BEIJING: China will offer firm support for “patriotic pro-reunification forces” in ​Taiwan and strike hard against “separatists,” the top Chinese official in charge of policy toward the democratically-governed island said in comments published on Tuesday.
China, which views Taiwan as its own territory despite the objections of the government in Taipei, has ramped up its military and political pressure against the island as Beijing seeks to assert its sovereignty claims.
Addressing this year’s annual “Taiwan Work Conference,” the ruling communist party’s fourth-ranked leader Wang Huning said officials must advance the “great cause of national reunification,” the official state-run Xinhua ‌news agency said.
It ‌is necessary to “firmly support the patriotic pro-unification forces ‌on ⁠the ​island, resolutely ‌strike against ‘Taiwan independence’ separatist forces, oppose interference by external forces, and safeguard peace and stability in the Taiwan Strait,” Xinhua paraphrased him as saying.

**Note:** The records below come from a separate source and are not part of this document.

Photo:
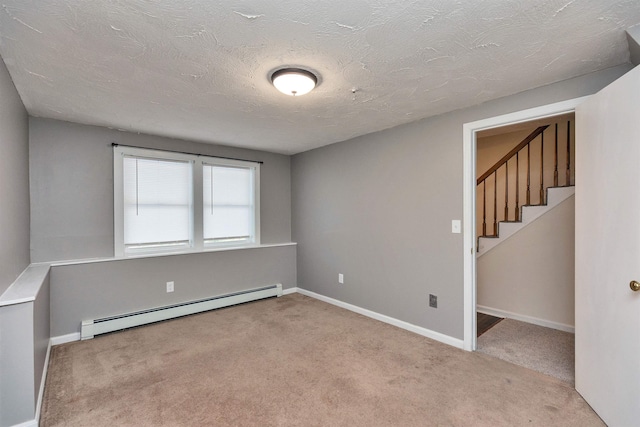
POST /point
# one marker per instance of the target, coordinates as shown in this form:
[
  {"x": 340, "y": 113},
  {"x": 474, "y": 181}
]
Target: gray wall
[
  {"x": 14, "y": 182},
  {"x": 41, "y": 331},
  {"x": 71, "y": 169},
  {"x": 93, "y": 290},
  {"x": 378, "y": 209},
  {"x": 532, "y": 272}
]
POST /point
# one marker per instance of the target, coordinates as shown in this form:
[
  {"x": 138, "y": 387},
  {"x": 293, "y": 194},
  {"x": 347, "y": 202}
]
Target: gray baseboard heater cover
[{"x": 91, "y": 328}]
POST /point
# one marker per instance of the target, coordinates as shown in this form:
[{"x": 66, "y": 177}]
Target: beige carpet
[
  {"x": 294, "y": 361},
  {"x": 545, "y": 350}
]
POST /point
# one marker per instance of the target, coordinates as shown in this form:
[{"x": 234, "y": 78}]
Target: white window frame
[{"x": 197, "y": 239}]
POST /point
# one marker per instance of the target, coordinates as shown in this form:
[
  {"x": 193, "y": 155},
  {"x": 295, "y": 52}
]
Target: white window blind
[
  {"x": 158, "y": 201},
  {"x": 228, "y": 204}
]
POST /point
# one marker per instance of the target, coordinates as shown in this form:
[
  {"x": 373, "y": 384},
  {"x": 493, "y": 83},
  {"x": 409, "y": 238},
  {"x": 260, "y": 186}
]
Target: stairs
[{"x": 528, "y": 214}]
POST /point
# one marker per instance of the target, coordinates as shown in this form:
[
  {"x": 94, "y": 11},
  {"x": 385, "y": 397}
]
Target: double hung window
[{"x": 174, "y": 202}]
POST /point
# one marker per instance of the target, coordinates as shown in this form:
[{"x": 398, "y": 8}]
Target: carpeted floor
[
  {"x": 294, "y": 361},
  {"x": 545, "y": 350}
]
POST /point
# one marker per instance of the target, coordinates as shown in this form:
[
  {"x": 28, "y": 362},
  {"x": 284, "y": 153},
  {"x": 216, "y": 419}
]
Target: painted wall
[
  {"x": 532, "y": 272},
  {"x": 378, "y": 209},
  {"x": 24, "y": 336},
  {"x": 16, "y": 365},
  {"x": 93, "y": 290},
  {"x": 14, "y": 182},
  {"x": 71, "y": 170}
]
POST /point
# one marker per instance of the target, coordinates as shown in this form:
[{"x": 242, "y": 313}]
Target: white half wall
[{"x": 532, "y": 273}]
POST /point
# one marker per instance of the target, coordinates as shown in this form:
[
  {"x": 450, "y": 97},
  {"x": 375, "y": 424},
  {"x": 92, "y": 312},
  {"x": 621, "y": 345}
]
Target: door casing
[{"x": 469, "y": 196}]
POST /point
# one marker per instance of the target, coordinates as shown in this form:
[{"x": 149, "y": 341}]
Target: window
[{"x": 174, "y": 202}]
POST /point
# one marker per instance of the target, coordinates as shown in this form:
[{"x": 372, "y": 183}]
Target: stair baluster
[
  {"x": 555, "y": 161},
  {"x": 568, "y": 179},
  {"x": 504, "y": 161},
  {"x": 495, "y": 203},
  {"x": 506, "y": 191},
  {"x": 517, "y": 187}
]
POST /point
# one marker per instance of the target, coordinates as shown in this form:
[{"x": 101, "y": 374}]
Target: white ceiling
[{"x": 198, "y": 69}]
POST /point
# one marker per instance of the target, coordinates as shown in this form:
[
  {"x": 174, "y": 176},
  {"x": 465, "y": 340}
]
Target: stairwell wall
[{"x": 530, "y": 276}]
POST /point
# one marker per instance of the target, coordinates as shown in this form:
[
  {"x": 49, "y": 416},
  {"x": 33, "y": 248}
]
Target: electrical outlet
[{"x": 433, "y": 301}]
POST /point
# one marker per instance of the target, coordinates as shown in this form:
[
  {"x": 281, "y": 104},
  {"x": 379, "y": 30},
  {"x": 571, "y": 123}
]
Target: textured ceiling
[{"x": 197, "y": 69}]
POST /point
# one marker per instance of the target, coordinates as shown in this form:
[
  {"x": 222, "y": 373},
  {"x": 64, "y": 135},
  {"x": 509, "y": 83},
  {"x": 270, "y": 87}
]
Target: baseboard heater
[{"x": 91, "y": 328}]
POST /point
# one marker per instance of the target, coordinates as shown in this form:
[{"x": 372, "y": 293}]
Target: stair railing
[{"x": 524, "y": 148}]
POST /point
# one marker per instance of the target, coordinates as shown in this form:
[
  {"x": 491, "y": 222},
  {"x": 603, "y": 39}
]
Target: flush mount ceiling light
[{"x": 294, "y": 81}]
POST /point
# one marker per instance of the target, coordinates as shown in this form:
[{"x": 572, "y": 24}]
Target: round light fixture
[{"x": 294, "y": 81}]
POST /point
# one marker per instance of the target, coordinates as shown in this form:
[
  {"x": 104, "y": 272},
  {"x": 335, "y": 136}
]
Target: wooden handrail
[{"x": 511, "y": 153}]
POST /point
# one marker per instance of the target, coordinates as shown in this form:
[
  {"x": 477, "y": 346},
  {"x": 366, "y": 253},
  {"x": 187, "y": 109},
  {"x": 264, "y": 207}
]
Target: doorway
[
  {"x": 469, "y": 189},
  {"x": 525, "y": 221}
]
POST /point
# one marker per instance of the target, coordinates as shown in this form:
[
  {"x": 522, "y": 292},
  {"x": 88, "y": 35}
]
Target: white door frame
[{"x": 469, "y": 198}]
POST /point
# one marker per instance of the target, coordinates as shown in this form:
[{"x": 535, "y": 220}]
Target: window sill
[{"x": 158, "y": 255}]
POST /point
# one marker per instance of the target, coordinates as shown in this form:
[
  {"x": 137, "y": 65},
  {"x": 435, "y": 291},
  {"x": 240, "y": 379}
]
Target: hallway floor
[{"x": 545, "y": 350}]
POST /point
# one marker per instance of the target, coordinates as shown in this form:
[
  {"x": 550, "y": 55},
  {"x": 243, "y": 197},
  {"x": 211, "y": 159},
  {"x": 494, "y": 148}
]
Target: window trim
[{"x": 197, "y": 232}]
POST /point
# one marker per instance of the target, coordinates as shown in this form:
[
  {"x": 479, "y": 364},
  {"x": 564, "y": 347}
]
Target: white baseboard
[
  {"x": 63, "y": 339},
  {"x": 527, "y": 319},
  {"x": 446, "y": 339},
  {"x": 30, "y": 423}
]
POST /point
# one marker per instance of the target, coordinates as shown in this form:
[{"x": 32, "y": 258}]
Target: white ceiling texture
[{"x": 198, "y": 69}]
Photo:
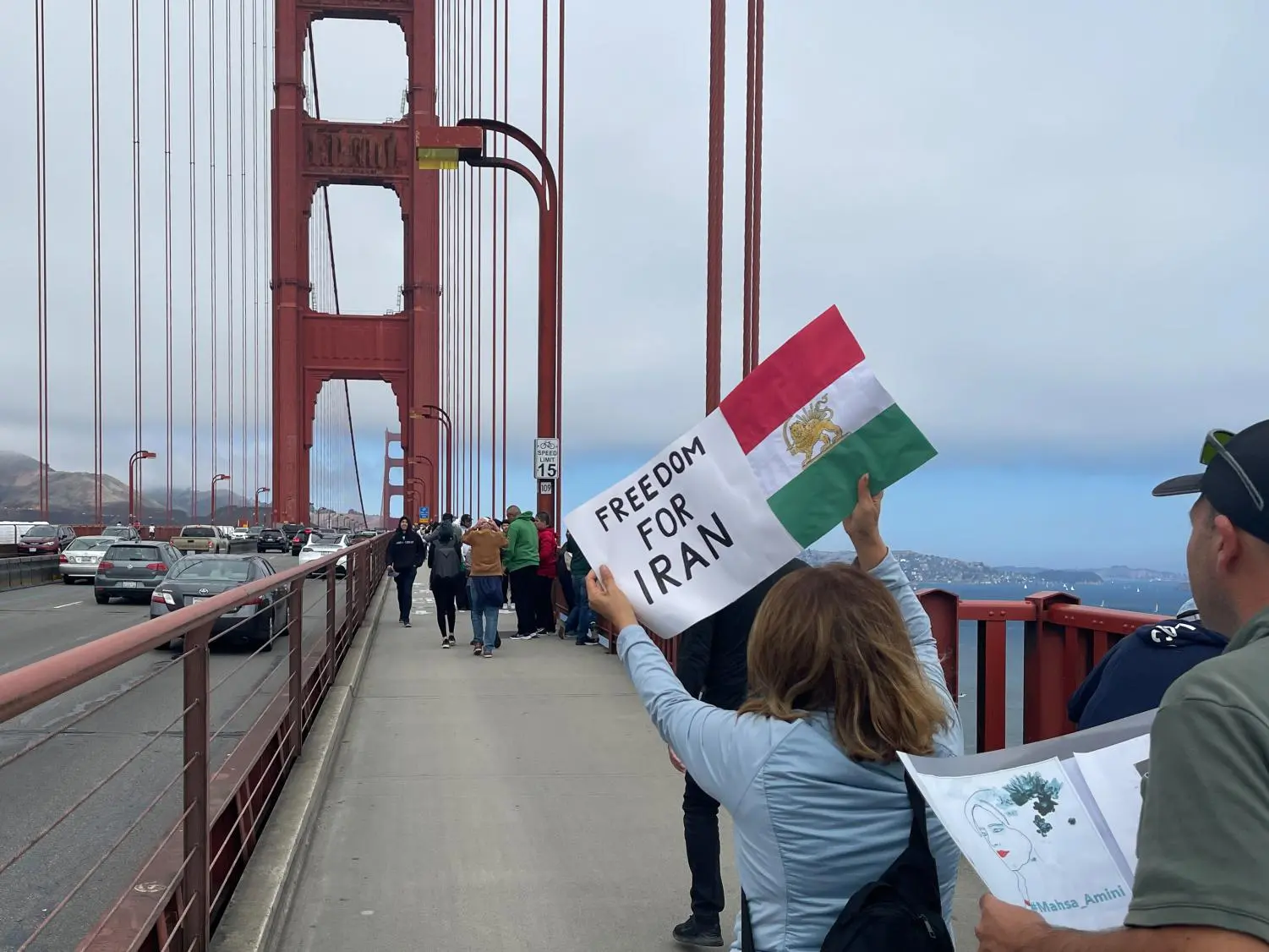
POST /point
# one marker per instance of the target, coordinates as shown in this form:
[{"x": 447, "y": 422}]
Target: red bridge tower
[{"x": 309, "y": 347}]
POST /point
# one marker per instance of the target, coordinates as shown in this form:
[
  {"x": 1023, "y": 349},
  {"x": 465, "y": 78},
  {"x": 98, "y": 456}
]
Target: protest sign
[
  {"x": 760, "y": 479},
  {"x": 1048, "y": 825}
]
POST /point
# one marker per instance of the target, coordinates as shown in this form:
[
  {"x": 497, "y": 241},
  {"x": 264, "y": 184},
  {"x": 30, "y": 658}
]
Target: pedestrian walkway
[{"x": 518, "y": 804}]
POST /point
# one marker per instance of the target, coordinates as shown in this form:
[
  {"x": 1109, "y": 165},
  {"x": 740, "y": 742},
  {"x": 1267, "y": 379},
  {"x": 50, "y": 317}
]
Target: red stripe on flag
[{"x": 792, "y": 377}]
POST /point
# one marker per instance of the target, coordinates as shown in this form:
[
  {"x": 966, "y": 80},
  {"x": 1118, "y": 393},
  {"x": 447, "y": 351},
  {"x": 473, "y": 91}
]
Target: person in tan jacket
[{"x": 485, "y": 583}]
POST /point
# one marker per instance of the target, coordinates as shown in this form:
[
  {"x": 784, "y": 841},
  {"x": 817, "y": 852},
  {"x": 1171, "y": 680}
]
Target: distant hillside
[
  {"x": 70, "y": 495},
  {"x": 925, "y": 569},
  {"x": 1122, "y": 572}
]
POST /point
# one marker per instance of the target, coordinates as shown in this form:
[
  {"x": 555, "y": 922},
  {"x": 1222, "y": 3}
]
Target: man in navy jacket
[{"x": 1134, "y": 676}]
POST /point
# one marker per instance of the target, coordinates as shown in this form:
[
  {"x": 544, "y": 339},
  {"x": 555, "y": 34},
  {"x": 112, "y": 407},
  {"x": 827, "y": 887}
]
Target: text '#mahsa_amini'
[{"x": 681, "y": 541}]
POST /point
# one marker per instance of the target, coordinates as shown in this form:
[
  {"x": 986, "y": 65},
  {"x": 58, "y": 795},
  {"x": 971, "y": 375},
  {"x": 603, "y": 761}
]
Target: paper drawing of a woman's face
[{"x": 1010, "y": 845}]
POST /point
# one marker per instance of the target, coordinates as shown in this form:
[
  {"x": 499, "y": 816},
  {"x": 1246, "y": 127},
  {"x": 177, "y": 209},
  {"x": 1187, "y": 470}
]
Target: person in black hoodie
[
  {"x": 714, "y": 666},
  {"x": 407, "y": 551},
  {"x": 1132, "y": 676}
]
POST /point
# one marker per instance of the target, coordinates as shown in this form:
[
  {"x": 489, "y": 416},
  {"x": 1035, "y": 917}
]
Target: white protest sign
[
  {"x": 686, "y": 533},
  {"x": 1113, "y": 776},
  {"x": 1038, "y": 829}
]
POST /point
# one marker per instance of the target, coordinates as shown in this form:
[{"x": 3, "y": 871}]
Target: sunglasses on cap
[{"x": 1213, "y": 447}]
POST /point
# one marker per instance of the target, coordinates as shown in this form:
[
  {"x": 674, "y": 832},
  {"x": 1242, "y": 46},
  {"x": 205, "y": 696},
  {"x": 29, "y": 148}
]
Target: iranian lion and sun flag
[{"x": 762, "y": 478}]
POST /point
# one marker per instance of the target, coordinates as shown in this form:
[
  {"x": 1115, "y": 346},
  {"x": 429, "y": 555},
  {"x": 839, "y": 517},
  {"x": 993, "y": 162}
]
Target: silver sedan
[{"x": 79, "y": 561}]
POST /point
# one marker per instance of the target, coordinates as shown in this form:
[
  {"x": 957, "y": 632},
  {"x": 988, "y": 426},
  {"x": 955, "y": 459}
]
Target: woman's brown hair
[{"x": 833, "y": 638}]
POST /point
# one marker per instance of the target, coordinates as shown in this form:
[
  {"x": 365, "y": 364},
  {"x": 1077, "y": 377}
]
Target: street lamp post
[
  {"x": 263, "y": 489},
  {"x": 134, "y": 461},
  {"x": 549, "y": 282},
  {"x": 430, "y": 412},
  {"x": 217, "y": 478}
]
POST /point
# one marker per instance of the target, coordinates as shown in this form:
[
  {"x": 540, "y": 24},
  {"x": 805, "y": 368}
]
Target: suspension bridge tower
[{"x": 311, "y": 347}]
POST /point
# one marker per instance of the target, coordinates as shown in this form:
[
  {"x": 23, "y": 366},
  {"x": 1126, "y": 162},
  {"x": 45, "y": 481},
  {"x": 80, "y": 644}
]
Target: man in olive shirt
[{"x": 1202, "y": 881}]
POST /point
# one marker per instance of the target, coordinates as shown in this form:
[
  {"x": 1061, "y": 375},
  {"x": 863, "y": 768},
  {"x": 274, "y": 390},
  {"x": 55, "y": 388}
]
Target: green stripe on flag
[{"x": 887, "y": 448}]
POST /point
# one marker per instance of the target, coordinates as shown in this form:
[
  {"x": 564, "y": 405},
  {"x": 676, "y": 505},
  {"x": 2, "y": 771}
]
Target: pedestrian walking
[
  {"x": 522, "y": 569},
  {"x": 544, "y": 602},
  {"x": 485, "y": 584},
  {"x": 446, "y": 575},
  {"x": 407, "y": 551}
]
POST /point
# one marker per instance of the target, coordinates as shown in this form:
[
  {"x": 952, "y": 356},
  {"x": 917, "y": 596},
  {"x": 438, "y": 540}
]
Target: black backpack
[{"x": 900, "y": 911}]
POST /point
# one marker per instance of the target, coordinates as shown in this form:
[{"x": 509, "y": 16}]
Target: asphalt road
[{"x": 41, "y": 786}]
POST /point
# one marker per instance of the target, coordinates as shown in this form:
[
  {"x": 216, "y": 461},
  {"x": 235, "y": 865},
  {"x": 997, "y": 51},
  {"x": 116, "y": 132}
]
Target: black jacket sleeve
[
  {"x": 1084, "y": 693},
  {"x": 696, "y": 643}
]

The Beijing meeting was also attended by Foreign Minister Wang Yi, underscoring how China sees Taiwan as an issue it needs to promote on the international stage.
China has long offered Taiwan a Hong Kong-style “one country, two systems” model of autonomy, though no major Taiwanese political party supports that.
Taiwan’s government ⁠says Beijing’s rule in the former British colony has only brought repression, with Taiwan President Lai Ching-te on Tuesday ‌citing the sentencing of
Hong Kong tycoon Jimmy Lai
to ‍20 years prison the previous ‍day.
“Jimmy Lai’s sentencing exposes the Hong Kong national security law for what it ‍is — a tool of political persecution under China’s ‘one country, two systems’ that tramples human rights & freedom of press,” Lai wrote on X.
There was no immediate response to Wang Huning’s comments from Taiwan’s government, which says only the island’s people can decide their future.
Beijing has repeatedly warned ​other countries including the US against meddling in Taiwan issue, which it said is its internal affair.
In a call with US President Donald ⁠Trump last week, China’s President Xi Jinping said the Taiwan issue is the most important issue in China-US relations and Washington must handle the issue of arms sales to Taiwan with prudence.
China refuses to speak to Taiwan’s president and has rebuffed his repeated offers of talks, saying he is a “separatist” who must accept that Taiwan is part of China.
Wang was speaking just a week after meeting a delegation from Taiwan’s largest opposition party, the Kuomintang (KMT), who were in Beijing for a meeting of party think-tanks.
Speaking to reporters earlier on Tuesday in Taipei, KMT Vice Chairman Hsiao Hsu-tsen, who led the delegation to Beijing, said there had been no discussion of political issues when ‌they met Wang, as the trip there was to discuss topics like tourism and AI.